The Catholic Church is clearly and unambiguously opposed to euthanasia, the intentional ending of life (through an act or refusal to act) as an attempt to alleviate suffering. But at the same time, there are clear limits to what one ought to do to preserve life. We should respect and love life, but we shouldn’t cling to it madly, nor enter death’s door kicking and screaming. There’s a huge theoretical difference between accepting death when your time has come, and assisted suicide through the deprivation of feeding tubes.
The beginning premise is this: it is fundamentally immoral and unchristian to refuse to give food to the hungry, and water to the needy. It violates even the most basic test Christ forewarns of at the Last Judgment (see Matthew 25:35 and 25:42), and it makes no difference whether the food and drink are administered artificially or not. The general rule of thumb for feeding tubes, to separate acceptable (and praiseworthy) acts of facing one’s own death bravely, and morally unacceptable acts of ending one’s own (or another’s) life, even for “therapeutic” reasons is this: the cause of death must be the disease itself, rather than the deprivation of food and water.
Here are some hypotheticals:
- In “a situation where a person is actively dying, one’s death being imminent (presumably within a few days),” is it obligatory to provide nutrition and hydration, even artificially?
- “What if it is possible that a person may live indefinitely but need to be artificially fed?”
- “What if, after a feeding tube is placed, the nutrition and hydration is not being assimilated into the person’s body?”
- “What if, after a feeding tube is placed, grave medical complications arise because of the presence of the feeding tube?”
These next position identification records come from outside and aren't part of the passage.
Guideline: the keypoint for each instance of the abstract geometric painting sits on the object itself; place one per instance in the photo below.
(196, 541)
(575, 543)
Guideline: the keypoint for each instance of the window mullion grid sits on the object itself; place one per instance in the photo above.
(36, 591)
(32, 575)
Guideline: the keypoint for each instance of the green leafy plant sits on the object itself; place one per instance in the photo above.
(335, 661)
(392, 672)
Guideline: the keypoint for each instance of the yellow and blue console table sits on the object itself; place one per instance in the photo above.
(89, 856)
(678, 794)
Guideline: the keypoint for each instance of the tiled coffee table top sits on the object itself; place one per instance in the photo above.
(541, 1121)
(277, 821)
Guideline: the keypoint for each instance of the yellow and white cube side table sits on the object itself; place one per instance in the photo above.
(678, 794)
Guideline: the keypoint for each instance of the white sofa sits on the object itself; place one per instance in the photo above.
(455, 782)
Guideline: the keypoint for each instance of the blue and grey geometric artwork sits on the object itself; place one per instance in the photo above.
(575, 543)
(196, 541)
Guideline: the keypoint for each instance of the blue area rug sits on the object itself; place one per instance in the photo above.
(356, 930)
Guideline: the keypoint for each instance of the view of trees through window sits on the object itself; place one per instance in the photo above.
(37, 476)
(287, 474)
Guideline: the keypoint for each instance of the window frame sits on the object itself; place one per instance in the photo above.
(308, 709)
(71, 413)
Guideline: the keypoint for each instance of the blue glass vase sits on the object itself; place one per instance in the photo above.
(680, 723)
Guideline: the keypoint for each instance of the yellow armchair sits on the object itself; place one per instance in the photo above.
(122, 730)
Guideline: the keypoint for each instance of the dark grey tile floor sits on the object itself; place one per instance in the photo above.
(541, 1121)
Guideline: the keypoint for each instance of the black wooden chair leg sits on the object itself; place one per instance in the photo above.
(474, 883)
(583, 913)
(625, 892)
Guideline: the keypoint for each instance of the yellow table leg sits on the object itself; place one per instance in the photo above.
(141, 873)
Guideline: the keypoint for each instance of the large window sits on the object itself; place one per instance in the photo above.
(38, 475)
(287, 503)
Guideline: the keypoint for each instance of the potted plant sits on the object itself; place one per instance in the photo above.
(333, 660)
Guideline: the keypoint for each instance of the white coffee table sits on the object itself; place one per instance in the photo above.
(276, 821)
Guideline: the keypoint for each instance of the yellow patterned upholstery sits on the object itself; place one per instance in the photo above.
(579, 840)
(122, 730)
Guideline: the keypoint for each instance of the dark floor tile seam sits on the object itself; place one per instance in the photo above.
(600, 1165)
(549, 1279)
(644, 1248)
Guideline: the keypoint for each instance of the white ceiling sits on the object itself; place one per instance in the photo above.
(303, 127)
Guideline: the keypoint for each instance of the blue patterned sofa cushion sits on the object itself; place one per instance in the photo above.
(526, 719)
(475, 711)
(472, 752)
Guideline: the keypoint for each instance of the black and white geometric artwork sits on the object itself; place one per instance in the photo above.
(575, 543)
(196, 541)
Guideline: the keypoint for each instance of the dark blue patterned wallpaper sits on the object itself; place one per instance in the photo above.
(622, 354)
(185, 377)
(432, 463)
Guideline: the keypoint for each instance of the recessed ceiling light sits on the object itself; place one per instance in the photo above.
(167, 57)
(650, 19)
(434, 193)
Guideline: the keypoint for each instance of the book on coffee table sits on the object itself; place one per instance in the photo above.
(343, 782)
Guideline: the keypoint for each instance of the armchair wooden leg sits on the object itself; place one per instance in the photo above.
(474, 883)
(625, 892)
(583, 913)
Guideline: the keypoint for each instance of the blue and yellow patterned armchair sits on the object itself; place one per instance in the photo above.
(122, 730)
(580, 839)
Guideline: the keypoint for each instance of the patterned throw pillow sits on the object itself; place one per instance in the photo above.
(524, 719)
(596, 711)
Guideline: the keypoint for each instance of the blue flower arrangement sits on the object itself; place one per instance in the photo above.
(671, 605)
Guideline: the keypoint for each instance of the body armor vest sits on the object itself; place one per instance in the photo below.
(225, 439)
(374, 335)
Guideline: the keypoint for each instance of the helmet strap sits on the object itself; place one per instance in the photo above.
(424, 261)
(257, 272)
Bishop Thomas J. Olmsted raises, and answers, these questions skillfully here (see sections 9-12). The entire article is succinct and very readable, which is unusual on this subject. Bishop Olmsted wisely, in my opinion, limits himself merely to the question of “feeding tubes,” without addressing other end-of-life decisions. Trying to tackle the whole beast of euthanasia and end-of-life judgments can be hard: the good Bishop of Phoenix has painted a clear piece of the puzzle.
A quick question, if you have further insight. In St. Thomas More’s Utopia, he seems to endorse a terminally ill person refusing food until they die. Indeed, if I was reading it correctly, he was almost encouraging it.
I don’t think that St. Thomas More has all the answers, but is there a good way to reconcile this, if Church teaching on the subject hasn’t changed? Or is this just an area where he was inserting some of his own philosophy?
I haven’t read the book (I know, I know!), but I do know that it seems to all appearances that St. Thomas More wasn’t actually promoting or defending his “Utopian” ideals: he was just trying to get people to imagine a society structured very differently than our own. There are female priests, divorce, and euthanasia.
On at least one of these issues, divorce, the world knows his true position quite well. From his non-fiction writing, we know him to be a serious Catholic, and I think it’s safe to say he wasn’t secretly harboring heretic ideas. He was just imagining what a society might be like where that occurred.
During the days of the Soviet Union, there was a statue constructed to St. Thomas More at the Kremlin (which is bizarre to no end), because of some of his more pre-Marx socialist ideas from Utopia (like the dissolution of private property).